Un ver immortel aide à réveiller une immunité latente chez l'homme
Staphylocoque doré, listériose, tuberculose... Les bactéries résistantes aux antibiotiques n'ont qu'à bien se tenir ! Une équipe internationale, coordonnée par des chercheurs du CNRS, affirme avoir donné la capacité à des globules blancs humains de détruire ces pathogènes en rendant actif une portion inexprimée de notre génome. Publiée ce 10 septembre 2014, dans Cell Host and Microbe, leur découverte ne devrait rien au hasard et tout... à l'étude d'un ver plat immortel.
Oubliez les rats de laboratoire, les mouches drosophiles, les poissons-zèbres et les rats-taupes nus. Le nouveau héros des labos se nomme peut-être le planaire. Un ver plat aquatique bien connu des biologistes pour son incroyable capacité de régénération.
"Le planaire n'est utilisé habituellement que dans les études sur la reconstitution des tissus, car cet organisme est immortel", explique dans un communiqué Eric Ghigo, directeur de recherche au CNRS à l'origine des travaux sur l'immunité évoqués plus haut. "Si vous le coupez en dix fragments, cela vous donne dix nouveaux vers."
Mais ce n'est pas cette aptitude surprenante qui a ici intéressé les chercheurs. Eric Ghigo explique qu'il cherchait "un modèle d'organisme nouveau" pour changer des modèles animaux habituels avec lesquels "on arrivait au bout des choses", dit-il.
L'idée originale de l'équipe d'Eric Ghigo a été de tester dix-sept bactéries sur le planaire Dugesia japonica, notamment celles responsables de la légionellose, de la salmonellose, de la tuberculose ou de la listériose. Une idée payante puisque le ver immortel s'est montré résistant à ces dix-sept bactéries "pathogènes voire mortelles pour l'homme".

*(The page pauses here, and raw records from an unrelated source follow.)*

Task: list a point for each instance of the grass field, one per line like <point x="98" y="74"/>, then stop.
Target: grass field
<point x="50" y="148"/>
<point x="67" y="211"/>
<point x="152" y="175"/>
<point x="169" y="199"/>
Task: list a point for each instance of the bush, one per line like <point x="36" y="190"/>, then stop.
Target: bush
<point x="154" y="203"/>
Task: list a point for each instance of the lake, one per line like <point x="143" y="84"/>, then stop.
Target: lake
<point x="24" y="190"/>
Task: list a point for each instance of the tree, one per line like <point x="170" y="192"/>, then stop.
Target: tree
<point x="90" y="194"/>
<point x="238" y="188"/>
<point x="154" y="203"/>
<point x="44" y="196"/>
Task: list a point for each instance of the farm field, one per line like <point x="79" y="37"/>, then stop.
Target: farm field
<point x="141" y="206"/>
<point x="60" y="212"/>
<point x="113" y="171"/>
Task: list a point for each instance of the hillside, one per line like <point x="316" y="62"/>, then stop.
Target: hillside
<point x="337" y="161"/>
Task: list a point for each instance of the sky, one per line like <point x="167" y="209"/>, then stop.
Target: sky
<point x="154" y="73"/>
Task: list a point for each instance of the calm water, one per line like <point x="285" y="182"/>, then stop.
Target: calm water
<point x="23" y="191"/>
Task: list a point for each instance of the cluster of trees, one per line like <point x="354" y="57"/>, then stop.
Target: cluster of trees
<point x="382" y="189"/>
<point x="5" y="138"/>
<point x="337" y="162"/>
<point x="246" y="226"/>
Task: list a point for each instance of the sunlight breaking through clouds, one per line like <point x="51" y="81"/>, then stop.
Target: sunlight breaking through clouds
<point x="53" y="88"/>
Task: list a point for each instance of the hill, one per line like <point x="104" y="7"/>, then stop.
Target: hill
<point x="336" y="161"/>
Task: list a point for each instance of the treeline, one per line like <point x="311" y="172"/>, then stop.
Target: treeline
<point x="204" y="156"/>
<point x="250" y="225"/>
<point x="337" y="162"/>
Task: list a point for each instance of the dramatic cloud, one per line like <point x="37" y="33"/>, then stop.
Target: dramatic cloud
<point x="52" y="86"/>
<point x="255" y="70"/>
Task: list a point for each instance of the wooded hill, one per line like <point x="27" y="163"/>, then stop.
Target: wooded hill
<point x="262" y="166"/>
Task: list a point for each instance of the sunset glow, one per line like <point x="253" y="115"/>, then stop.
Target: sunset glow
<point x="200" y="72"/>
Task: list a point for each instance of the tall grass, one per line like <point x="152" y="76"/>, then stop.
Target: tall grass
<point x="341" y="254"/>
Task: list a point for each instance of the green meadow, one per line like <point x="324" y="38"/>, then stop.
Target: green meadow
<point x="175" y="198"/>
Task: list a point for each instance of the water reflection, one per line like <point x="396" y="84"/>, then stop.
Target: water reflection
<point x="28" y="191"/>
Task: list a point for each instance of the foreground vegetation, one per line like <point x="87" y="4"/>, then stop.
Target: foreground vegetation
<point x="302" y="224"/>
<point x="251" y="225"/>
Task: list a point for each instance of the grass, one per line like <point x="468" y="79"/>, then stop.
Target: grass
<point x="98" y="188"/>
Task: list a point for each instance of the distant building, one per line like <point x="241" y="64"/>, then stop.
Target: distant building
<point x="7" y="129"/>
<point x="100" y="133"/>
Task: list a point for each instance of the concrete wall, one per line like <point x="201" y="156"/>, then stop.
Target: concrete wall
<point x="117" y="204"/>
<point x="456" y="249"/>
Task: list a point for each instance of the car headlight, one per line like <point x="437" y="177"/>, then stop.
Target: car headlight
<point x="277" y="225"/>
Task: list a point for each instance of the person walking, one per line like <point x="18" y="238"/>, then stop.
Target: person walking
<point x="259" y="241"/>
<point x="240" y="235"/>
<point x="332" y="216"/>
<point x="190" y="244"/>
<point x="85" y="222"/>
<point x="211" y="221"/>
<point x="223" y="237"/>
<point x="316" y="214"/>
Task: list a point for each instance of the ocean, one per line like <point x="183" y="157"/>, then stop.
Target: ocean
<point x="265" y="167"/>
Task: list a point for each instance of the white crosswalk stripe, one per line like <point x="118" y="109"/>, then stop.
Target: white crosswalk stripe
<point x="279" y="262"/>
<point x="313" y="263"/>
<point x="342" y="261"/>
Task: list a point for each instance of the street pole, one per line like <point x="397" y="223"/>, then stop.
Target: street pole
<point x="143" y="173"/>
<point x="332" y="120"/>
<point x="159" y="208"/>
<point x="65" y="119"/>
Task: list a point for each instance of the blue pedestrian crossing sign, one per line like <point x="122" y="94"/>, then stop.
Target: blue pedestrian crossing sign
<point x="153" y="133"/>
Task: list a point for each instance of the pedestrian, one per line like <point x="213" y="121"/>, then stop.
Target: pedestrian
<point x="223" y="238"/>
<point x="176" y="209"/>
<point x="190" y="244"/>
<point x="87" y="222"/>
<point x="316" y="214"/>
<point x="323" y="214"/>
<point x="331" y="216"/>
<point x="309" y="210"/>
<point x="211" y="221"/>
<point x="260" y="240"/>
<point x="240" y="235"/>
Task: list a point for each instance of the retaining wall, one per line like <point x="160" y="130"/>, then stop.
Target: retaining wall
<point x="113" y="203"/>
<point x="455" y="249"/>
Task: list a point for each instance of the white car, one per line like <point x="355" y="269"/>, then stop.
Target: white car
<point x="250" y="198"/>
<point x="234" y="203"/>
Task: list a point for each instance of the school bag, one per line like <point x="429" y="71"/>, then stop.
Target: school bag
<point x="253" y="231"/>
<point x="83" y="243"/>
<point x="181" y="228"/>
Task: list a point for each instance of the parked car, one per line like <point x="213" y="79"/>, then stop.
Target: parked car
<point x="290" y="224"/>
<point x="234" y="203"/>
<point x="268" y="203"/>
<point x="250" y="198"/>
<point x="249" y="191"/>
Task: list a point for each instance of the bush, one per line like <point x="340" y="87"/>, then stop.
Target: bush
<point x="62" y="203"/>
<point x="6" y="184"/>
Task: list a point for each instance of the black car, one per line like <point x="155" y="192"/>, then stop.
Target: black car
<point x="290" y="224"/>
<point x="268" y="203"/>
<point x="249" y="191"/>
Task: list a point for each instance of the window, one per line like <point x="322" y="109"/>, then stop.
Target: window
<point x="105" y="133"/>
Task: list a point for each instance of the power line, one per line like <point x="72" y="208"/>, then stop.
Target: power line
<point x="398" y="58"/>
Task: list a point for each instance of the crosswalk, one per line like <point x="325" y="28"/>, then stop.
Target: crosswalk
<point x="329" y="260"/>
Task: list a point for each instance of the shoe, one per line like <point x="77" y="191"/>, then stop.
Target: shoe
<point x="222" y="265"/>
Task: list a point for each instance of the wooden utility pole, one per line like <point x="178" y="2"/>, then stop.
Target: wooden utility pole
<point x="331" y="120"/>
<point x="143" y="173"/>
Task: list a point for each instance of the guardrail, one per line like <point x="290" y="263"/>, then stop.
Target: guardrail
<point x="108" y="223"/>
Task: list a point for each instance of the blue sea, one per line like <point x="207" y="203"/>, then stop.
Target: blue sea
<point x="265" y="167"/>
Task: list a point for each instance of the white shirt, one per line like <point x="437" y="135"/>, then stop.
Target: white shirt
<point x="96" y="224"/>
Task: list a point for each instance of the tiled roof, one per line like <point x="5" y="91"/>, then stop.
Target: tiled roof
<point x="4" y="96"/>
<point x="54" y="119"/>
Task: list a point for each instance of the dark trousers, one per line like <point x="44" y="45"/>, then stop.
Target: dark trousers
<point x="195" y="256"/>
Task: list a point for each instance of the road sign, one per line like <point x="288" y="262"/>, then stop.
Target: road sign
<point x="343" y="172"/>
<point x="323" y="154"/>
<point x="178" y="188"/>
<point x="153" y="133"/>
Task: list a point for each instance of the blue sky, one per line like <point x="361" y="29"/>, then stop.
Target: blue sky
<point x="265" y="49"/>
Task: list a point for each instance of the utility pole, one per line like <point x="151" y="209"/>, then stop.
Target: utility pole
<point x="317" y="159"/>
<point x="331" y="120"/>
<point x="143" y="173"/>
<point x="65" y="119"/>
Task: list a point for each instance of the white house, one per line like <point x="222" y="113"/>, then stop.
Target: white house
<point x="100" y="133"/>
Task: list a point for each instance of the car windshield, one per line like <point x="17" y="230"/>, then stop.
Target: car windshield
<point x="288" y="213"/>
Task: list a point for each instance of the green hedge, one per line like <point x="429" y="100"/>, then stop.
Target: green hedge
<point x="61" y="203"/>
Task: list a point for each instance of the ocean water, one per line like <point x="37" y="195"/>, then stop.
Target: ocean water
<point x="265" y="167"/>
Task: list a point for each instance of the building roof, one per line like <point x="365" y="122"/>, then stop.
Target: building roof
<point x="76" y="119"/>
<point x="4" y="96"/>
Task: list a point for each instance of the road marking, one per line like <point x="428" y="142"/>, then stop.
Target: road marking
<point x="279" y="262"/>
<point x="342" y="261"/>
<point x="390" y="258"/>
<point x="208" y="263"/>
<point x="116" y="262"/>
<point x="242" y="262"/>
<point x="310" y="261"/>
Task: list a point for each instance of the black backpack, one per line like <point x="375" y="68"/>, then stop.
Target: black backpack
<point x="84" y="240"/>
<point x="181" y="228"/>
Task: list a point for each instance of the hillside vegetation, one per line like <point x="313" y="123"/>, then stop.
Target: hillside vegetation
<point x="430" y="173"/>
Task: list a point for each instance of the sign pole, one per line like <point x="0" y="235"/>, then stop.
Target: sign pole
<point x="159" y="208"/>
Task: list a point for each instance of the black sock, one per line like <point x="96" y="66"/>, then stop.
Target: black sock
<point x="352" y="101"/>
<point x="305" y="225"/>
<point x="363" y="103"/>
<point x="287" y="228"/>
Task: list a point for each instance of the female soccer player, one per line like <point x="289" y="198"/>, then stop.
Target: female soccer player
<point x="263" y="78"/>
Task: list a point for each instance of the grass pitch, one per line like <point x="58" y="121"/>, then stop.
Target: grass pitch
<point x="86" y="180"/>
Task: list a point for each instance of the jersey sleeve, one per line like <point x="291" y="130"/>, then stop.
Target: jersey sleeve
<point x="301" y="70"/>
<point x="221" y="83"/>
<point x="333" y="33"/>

Un gène présent dans le génome humain
Grâce au séquençage de l'ADN effectué par une équipe néozélandaise spécialisée dans "le séquençage de modèles bizarres", les chercheurs ont découvert que l'incroyable résistance du planaire à ces agents pathogènes était associée à l'expression de dix-huit gènes.
Leur intérêt s'est rapidement focalisé sur l'un d'eux : le gène "MORN2"... également présent dans le génome humain, mais inactif.
Des essais cliniques d'ici 10 à 15 ans
Les chercheurs ont forcé des cultures de globules blancs humains (en l'occurrence, des macrophages) à exprimer fortement ce gène. Ainsi stimulés, les macrophages sont devenus capables d'éliminer les bactéries S. aureus (le staphylocoque doré), M. tuberculosis (la bactérie à l'origine de la tuberculose), L. pneumophila, "ainsi que de nombreux autres pathogènes".
Les chercheurs ont étudié plus précisément la façon dont MORN2 aidait les macrophages à venir à bout de la tuberculose. Leurs analyses ont montré que lorsque ce gène est exprimé, la cellule parvient à séquestrer l'agent de la tuberculose "dans une cavité intracellulaire où [elle] est détruite."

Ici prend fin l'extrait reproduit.